As the technology for creating larger panes of glass became easier, demands for larger windows increased and architectural designs pushed the limits of what glass artisans could do. The Federal Style of architecture, the popular style of time, utilized the larger panes of glass to create fanlights and Palladian windows.
Interior view, first floor, center room, view to door with fanlight above, with scale -
National Park Seminary , Colonial House, 2745 Dewitt Circle , Silver Spring,
Montgomery HABS MD, 16- SILSPR, 2L-17; Jack Boucher [Public domain], via Wikimedia Commons
By the 1800s, improved cylinder glass techniques were developed in Germany, similar to the historic process for making broadsheet glass that could manufacture larger, and clearer glass sheets. By the late 1800s machine rolled glass mass-manufactured all types of glass included textured panels.

By the turn of the 20th century, laminated glass soon followed, which allowed for two panes of glass to be stacked together with a thin plastic sheet in between making the glass less susceptible to breaking. And, in the early 1950s the creation of float glass by Sir Alastair Pilkington in England became the preferred method of glass manufacturing. Float glass manufacturing fires glass at temperatures over 1000 degrees Celsius and floats ribbons of glass over molten tin spreading it thin and cooling it slowly to the desired thickness and size. 

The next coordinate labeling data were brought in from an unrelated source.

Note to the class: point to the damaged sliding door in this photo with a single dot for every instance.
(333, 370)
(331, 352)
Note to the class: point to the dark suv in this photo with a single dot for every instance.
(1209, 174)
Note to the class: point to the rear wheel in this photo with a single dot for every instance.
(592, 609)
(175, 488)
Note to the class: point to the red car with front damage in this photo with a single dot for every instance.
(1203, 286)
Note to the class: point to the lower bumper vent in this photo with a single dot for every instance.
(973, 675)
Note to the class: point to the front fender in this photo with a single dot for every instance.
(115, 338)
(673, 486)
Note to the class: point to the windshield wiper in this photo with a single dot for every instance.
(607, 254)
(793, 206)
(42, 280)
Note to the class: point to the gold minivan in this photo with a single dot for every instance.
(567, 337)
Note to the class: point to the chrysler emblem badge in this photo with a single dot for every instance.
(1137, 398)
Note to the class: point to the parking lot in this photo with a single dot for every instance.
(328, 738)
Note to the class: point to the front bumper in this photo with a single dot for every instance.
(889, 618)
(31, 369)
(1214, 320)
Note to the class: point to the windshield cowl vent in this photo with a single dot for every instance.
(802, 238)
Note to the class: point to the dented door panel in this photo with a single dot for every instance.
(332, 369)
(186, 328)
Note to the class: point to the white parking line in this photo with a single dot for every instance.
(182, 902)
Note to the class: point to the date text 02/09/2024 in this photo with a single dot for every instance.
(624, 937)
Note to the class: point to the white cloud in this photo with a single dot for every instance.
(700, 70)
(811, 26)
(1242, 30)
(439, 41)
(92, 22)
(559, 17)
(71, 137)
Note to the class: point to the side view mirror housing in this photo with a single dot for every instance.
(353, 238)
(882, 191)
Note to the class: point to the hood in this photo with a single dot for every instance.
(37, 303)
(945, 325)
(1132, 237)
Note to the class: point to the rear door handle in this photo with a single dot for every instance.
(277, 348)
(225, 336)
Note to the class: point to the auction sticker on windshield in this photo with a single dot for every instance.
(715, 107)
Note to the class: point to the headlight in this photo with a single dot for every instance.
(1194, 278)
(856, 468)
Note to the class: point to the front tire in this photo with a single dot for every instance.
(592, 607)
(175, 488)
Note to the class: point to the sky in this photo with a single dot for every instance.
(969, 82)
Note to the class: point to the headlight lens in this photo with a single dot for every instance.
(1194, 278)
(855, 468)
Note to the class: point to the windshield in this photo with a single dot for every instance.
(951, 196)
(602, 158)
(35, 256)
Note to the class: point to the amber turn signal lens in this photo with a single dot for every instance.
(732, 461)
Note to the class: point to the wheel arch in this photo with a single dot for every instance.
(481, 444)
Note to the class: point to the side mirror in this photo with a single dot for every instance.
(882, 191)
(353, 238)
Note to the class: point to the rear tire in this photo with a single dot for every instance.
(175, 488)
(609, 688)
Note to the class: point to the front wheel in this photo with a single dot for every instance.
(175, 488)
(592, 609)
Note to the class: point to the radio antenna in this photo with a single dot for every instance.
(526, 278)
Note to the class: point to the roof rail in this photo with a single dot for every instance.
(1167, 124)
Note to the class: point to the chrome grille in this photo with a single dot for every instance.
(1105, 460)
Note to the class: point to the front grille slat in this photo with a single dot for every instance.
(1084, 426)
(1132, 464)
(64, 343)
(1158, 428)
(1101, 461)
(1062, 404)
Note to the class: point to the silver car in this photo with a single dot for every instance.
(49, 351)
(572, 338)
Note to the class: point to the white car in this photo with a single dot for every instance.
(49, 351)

By the mid 20th century, glass manufacturers could produce glass panes the size of walls which again changed the architectural landscape. Modern architecture of the 1950s and 1960s utilized the huge panes of glass to open up spaces within the home to the outside world. Finished in 1951, the Farnsworth House of Plano, Illinois designed by Ludwig Mies Van der Rohe demonstrates the open concept and capabilities of modern glass manufacturing.

Farnsworth House. Carol M. Highsmith [Public domain], via Wikimedia Commons

Today, float glass can be produced as thin as 0.4 mm and glass can be produced in any number of colors, textures, and sizes.